Kenapa harus jalan?
Pernahkah mendengar kalau orang mau lebih nasionalis harus sering jalan-jalan? Pasti sering kan? Kalau kamu seorang yang suka jalan atau seorang traveler, kamu pasti tahu yang
kumaksud. Tapi, kalau kamu yang jarang jalan atau bahkan tidak pernah jalan, nah di tulisan ini aku akan ngajak kamu sedikit
mikir, kenapa orang yang sering jalan-jalan biasanya lebih nasionalis.
Kemana kita harus jalan-jalan agar bisa lebih nasionalis, lebih mencintai negeri ini? Ada dua pandangan yang
berbeda dan saling melengkapi. Apa perlu
keliling Indonesia dari Sabang sampai Merauke, dari kota metropolis Medan,
Jakarta hingga ke pedalaman Papua sana? Ataukah, kamu perlu berjalan lebih jauh
ke mancanegara, menjelajah negeri orang yang kadang tak kita pahami bahasanya
dan asing rasa makanannya, mulai dari metropolitan dunia seperti New York,
Tokyo, Paris hingga negeri antah berantah di jantung gurun-gurun negeri Afrika
sana? Well, apa pendapat kamu teman?
Aku, meski tidak seluruhnya,
beruntung pernah melakukan keduanya. Aku pernah beberapa kali jalan-jalan (atau lebih tepatnya kerja) di jauh-jauh pedalaman Sumatra, Kalimantan
hingga Sulawesi sana. (Ah,aku belum berkesempatan ke Papua) Aku pun beruntung
sempat menjelajah (kerja juga) di negeri Paman Sam yang termahsyur itu dan sekedar berjalan-jalan di beberapa negara tetangga Asia. Apa yang kudapat kemudian?
Nasionalisme kah? Mungkin iya jika rasa cinta ini disebut demikian. Tapi ada rasa yang beda antara keduanya meski berujung pada satu cinta pada Ibu pertiwi, pada sang Mother land.
Meskipun beberapa kalipun aku jalan-jalan di Indonesia, aku selalu saja terkejut dan menemukan hal-hal baru. Seperti waktu
itu, aku jalan ke daerah Simpang Hilir, sebuah kecamatan cukup terpencil di
Kalimantan Barat. Di salah satu desanya, aku tinggal lebih dari seminggu,
menginap di rumah penduduknya.

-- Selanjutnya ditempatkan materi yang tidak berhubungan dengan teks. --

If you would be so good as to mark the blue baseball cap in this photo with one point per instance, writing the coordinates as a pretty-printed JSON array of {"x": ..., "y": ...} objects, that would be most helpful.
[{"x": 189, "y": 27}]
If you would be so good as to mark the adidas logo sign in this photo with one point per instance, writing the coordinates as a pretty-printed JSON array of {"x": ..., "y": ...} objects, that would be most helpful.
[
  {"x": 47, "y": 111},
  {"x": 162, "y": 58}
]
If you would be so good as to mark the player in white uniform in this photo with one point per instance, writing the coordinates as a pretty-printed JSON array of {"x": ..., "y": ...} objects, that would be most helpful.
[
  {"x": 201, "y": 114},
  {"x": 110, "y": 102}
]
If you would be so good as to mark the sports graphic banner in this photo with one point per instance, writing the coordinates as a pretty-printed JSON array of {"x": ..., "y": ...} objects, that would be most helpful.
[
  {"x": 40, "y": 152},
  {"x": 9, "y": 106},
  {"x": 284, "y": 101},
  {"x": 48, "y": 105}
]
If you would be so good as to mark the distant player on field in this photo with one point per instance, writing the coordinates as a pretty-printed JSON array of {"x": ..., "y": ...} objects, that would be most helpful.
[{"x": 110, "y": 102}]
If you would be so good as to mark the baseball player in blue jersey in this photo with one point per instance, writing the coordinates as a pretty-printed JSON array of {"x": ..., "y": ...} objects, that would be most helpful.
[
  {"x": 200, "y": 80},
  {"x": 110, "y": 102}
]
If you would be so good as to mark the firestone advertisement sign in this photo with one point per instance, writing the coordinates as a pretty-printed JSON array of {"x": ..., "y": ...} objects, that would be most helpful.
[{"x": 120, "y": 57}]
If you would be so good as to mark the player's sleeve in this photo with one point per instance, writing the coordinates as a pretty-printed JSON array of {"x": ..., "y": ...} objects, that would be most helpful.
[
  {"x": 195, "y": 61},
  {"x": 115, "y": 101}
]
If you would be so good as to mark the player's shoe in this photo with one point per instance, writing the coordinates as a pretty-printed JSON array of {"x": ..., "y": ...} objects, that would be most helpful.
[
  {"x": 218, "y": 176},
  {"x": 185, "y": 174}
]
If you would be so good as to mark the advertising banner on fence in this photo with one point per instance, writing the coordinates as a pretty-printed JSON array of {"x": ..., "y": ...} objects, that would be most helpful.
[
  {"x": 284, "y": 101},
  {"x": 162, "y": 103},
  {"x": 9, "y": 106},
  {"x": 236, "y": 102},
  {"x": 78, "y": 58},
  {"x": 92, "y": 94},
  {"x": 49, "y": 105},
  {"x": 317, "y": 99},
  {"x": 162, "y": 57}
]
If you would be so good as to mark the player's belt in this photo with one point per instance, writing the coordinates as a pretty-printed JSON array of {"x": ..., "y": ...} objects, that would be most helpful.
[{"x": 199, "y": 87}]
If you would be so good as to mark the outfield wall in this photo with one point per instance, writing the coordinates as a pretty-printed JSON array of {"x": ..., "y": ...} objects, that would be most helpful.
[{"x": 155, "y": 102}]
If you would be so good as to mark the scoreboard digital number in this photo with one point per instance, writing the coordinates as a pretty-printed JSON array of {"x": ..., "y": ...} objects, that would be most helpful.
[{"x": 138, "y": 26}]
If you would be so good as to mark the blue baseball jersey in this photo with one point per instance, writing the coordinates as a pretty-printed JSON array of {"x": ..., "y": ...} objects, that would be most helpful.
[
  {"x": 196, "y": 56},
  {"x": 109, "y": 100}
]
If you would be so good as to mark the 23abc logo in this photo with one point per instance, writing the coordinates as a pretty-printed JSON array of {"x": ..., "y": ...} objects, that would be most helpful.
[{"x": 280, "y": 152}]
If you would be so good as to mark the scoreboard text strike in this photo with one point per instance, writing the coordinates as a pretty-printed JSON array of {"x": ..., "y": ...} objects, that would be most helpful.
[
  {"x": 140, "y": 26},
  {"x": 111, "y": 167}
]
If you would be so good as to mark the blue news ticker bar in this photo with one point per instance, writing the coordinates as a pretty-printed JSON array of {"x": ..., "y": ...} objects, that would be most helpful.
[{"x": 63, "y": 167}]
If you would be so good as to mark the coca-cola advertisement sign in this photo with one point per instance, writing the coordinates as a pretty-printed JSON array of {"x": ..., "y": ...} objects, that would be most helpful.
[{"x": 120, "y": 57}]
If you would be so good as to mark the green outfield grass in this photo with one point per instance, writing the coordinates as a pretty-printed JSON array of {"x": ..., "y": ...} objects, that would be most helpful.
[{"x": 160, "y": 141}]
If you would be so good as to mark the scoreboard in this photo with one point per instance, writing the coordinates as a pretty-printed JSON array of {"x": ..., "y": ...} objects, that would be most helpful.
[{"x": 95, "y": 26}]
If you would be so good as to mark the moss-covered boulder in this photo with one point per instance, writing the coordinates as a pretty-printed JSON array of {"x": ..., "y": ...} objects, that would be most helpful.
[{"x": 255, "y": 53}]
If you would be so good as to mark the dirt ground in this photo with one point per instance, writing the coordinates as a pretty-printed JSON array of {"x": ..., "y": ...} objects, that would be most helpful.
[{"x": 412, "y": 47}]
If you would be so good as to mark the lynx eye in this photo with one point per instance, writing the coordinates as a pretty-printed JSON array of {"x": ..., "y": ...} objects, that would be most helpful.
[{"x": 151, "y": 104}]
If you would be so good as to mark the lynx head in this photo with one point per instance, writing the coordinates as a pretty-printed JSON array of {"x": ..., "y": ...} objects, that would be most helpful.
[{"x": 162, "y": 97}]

Desa yang berada di antara perkebunan sawit luas
dan hutan tropis Kalimantan yang terlihat lebat, aku menyadari bahwa banyak hal
yang selama ini tidak kuketahui tentang tanah yang katanya adalah tumpah
darahku ini. Tidak hanya keindahan alam yang mempesona tapi juga kenyataan yang
tidak seindah poster wisata. Aku melihat sendiri betapa negeri yang katanya
gemah ripah loh jinawi ini tidak selamanya indah. Selalu ada cerita sedih di
sela-selanya. Kerusakan lingkungan dan kisah sedih penduduknya seakan memberiku
gambaran lain akan negeri ini yang tak akan kutahu jika aku tak merasanya sendiri. Aku sempat menuliskan kegalauanku akan hal itu
di tulisan ini (klik: Batu Barat dan Melinsum).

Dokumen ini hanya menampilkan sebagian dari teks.